I have something which has been bugging me a bit which I will try to explain in a VERY simple example...

Say I am going to roll a 6-sided dice. I ask a number of people to predict the number that will come out. They do this without knowing each others predictions. So, if there were three people and they chose separate numbers, there would be a 50% chance of one of them getting it right. However, if two of the three happen to pick the same number, only two of the six outcomes are 'covered' making it a 33% chance. If they all picked the same number (obviously less likely) then there would only be a one in six chance (16.67%)

So, the more predictions there are, the more likely it is that there will be a 'winner' however the more likely there will be repeat predictions.

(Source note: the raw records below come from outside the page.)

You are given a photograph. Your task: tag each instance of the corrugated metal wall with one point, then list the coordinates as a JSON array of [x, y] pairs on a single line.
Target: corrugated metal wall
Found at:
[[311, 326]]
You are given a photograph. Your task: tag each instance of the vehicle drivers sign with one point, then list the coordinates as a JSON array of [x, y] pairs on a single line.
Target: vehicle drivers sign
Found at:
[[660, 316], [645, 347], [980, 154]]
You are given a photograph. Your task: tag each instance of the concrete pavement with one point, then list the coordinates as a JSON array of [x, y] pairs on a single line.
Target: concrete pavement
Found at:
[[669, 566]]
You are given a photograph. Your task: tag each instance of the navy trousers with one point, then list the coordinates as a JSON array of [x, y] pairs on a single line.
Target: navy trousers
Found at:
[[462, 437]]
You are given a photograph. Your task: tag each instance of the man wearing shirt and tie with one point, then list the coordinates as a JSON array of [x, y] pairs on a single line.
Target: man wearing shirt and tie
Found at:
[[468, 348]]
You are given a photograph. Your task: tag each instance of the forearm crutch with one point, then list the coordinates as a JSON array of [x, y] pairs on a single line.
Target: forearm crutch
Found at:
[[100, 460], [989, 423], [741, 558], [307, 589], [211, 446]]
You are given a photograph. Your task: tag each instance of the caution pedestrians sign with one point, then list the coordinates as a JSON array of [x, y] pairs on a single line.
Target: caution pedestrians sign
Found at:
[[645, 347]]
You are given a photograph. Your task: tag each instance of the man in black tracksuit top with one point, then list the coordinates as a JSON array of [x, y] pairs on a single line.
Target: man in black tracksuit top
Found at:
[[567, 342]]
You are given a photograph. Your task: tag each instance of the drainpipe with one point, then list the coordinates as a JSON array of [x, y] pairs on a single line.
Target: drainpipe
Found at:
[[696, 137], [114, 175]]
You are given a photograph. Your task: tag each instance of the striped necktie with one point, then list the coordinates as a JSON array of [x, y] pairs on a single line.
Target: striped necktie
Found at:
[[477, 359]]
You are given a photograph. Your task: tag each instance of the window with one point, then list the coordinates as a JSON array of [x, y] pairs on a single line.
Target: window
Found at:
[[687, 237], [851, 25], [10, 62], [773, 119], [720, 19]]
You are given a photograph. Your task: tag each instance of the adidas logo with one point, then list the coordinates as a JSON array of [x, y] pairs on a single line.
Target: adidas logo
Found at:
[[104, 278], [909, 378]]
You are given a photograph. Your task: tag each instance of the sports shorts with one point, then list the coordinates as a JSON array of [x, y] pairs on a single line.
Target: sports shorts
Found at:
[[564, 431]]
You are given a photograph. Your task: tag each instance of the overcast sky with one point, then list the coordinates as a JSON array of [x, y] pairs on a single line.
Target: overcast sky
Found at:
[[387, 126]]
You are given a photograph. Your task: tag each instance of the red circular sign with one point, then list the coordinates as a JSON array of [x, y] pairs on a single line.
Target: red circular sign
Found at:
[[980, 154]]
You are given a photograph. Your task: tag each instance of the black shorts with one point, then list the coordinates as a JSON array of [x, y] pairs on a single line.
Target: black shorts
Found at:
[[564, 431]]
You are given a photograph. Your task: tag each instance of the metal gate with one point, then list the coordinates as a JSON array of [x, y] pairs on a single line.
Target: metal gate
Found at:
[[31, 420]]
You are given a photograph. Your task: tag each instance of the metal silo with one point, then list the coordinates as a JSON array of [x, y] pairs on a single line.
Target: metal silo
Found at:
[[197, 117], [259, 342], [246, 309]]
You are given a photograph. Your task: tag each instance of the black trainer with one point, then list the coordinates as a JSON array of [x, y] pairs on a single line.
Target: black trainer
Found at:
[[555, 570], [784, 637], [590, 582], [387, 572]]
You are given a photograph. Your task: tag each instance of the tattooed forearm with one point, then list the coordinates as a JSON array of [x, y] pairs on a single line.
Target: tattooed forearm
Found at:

**Imagine this example scaled up to say 10,000 outcomes and 2,000 predictions - how likely is it there will be a winner?**

It is

__not__20% (or very, very unlikely to be) because of the repeat predictions. So, what if there were 3,000 predictions, 4,000 predictions etc.

Even at 10,000 predictions what would it be? I expect it would be close to 90-100% but what would it be? If there were 20,000 predictions (or 100,000) how close would you get to 100%? I guess there may be confidence levels here.

**Is there an online tool or model where you can put the variables in and it tells you the likelihood?**

You'd need to know the variables of - (a) number of predictions (b) number of outcomes and (c) number of repeat predictions - the last one being the tricky one but I guess it could be calculated using probability in a model?

It is that last bit in C that is the thing making this harder, particularly as the number of entrants and outcomes affect it.

Hope that makes sense and happy to elaborate!

Thank you.